Highlights & Insights¶
- A concrete mechanism by which a continuous system implements discrete stochastic behavior is identified, bridging the RNN and HMM paradigms.
- The notion of "composable dynamical primitives" is highly illuminating — complex discrete structures emerge from modular combinations of simple elementary units.
- Methodologically, the multi-level reverse engineering paradigm (global → local → single-neuron) merits broader adoption.
- Noise functions not as interference but as a computational resource — consistent with theories of stochastic resonance facilitating signal processing in the brain.
Limitations & Future Work¶
- The study uses Vanilla RNNs with simple 3-output HMMs; scalability to larger models and more complex HMM structures remains unvalidated.
- Only HMMs with output dimension 3 are examined; higher-dimensional or continuous-emission cases are unexplored.

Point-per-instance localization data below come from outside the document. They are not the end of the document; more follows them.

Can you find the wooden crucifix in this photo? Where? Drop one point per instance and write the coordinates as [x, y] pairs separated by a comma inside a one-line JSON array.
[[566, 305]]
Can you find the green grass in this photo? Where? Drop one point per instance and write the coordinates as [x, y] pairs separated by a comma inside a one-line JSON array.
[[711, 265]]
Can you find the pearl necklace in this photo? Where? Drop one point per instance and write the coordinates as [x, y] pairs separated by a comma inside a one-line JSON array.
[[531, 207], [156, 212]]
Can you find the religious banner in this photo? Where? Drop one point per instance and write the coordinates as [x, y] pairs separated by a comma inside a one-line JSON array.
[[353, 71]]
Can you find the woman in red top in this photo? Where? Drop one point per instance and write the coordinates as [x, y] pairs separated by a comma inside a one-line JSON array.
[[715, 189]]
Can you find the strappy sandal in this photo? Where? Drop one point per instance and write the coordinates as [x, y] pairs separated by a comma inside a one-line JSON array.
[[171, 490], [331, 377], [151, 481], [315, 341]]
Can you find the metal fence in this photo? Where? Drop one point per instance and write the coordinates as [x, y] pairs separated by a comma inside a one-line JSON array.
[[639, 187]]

- No direct connection is drawn to experimental data from biological neural circuits.
- It remains open whether the single-fixed-point + noise-driven orbital mechanism is the unique solution for RNN emulation of HMMs, or merely one among multiple possible solutions.
Related Work & Insights¶
- This work extends the tradition of RNN reverse engineering (fixed-point analysis, low-rank connectivity) to internally driven probabilistic behavior.
- It resonates with Driscoll et al. (2024)'s notion of "shared dynamical motifs," demonstrating a homogenizing effect of the training environment.

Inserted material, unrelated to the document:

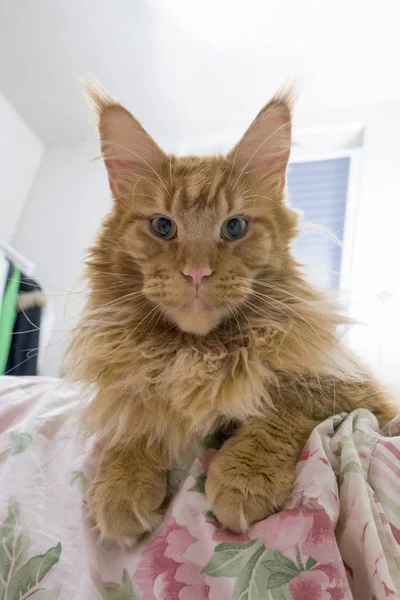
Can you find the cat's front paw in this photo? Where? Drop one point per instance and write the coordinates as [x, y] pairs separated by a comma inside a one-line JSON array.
[[242, 488], [123, 508]]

- Future directions: applying this framework to understand the emergence of discrete states in Transformers or SSMs.
Rating¶
- Novelty: ⭐⭐⭐⭐⭐ Uncovers the complete mechanism by which RNNs emulate HMMs via self-induced stochastic resonance — highly original.
- Experimental Thoroughness: ⭐⭐⭐⭐ Multi-level analysis is highly systematic, and causal interventions are compelling, though the experimental scale is limited.
- Writing Quality: ⭐⭐⭐⭐⭐ The narrative logic, proceeding from global to local to connectivity to principle, is exceptionally clear.
- Value: ⭐⭐⭐⭐ Makes an important theoretical contribution to computational neuroscience; the concept of composable dynamical primitives has broad applicability.